Although it is stated in "...Omelas" that "they all understand that
their happiness, the beauty of their city, the tenderness of their friendships,
the health of their children, the wisdom of their scholars, the skill of their
makers, even the abundance of their harvest and the kindly weather of their
skies, depend wholly on this child's abominable misery,"(para 9) there is
evidence that not all agree with it. In fact, after young people see the victim
in it's abhorrent condition, they are described as "shocked and sickened at the
sight"(para 10), and "often the young people go home in tears, or in a tearless
rage"(para 12). In "The Lottery," many parts of the ritual had been altered or
long forgotten by most of the people, this fact in itself, along with a few
other clues tell me that not everyone agrees with it either.

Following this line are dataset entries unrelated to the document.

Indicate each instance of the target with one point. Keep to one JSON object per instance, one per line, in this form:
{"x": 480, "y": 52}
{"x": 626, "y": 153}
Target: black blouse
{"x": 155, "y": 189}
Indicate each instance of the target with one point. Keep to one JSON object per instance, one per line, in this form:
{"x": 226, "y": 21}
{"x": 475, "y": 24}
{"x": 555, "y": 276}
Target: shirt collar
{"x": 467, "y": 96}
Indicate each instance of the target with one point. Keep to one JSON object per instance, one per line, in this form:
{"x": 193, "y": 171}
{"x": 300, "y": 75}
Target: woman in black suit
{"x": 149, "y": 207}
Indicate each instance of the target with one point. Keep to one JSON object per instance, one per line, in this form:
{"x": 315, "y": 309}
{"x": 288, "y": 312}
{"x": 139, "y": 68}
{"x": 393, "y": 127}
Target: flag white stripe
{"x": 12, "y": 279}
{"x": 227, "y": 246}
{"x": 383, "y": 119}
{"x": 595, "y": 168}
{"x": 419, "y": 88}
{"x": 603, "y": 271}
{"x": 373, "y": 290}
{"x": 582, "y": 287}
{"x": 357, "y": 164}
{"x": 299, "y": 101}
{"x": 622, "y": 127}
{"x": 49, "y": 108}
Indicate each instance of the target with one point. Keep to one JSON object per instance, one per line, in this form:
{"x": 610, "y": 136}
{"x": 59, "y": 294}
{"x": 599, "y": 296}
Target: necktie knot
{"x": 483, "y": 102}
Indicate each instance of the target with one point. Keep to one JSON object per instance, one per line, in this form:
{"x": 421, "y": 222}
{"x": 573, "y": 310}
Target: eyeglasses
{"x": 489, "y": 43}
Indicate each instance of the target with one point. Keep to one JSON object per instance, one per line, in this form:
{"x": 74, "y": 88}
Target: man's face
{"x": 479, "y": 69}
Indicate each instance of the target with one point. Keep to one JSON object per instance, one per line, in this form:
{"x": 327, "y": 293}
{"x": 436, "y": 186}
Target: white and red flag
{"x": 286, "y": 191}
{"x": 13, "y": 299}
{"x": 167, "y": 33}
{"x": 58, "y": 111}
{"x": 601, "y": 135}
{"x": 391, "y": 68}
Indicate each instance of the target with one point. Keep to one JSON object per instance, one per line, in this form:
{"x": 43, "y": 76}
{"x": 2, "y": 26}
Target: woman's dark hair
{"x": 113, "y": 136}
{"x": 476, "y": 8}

One of the
characters says "seems like there's no time at all between lotteries
anymore"(para 22), which leads me to believe that she wishes they weren't
performed as often, or at all, and another states that she hopes it's not one of
her friends that is chosen(para 66).
Based in part on the afore mentioned statements, I have interpreted the
themes in each story to be identical to one another. Not only do I believe that
many disagree with the practice of both rituals, I also think that the
individual feels helpless in putting a stop to them. The actions of each
community as a whole seems much greater than the sum of its inhabitants. For
example, Le Guin writes that some youngsters and "sometimes also a man or women
much older" will walk alone "straight out of the city of Omelas, through the
beautiful gates"(para 14). Instead of standing up and saying they don't believe
the ritual is right, they do what is easier for them, they just leave. In "The
Lottery," Mrs. Adams mentions to Old Man Warner "that over in the north
village they're talking of giving up the lottery"(para 31) and that "Some places
have already quit the lotteries"(para 33), and he replies as a defender of the
ritual by referring to the quitters as a "Pack of crazy fools" and says "There's
always been a lottery"(para 32). Although she doesn't say it in so many words,
I find it obvious that she feels that the ritual is outmoded and should be put
to an end. This in combination with the fact that the majority of townspeople
don't even remember the reasons behind the ritual, has led me to the conclusion
that they only continue the process for "tradition's sake." Parallel in these
two stories is the fact that certain individuals may feel like it, but no one is
able to stand up against the action of their community.
It just goes to show that humans are creatures of habit and that
sometimes we continue to participate in (or tolerate) harmful practices, simply
because as individuals we feel powerless and unable to stand up against
societies in which the behaviors have always been accepted.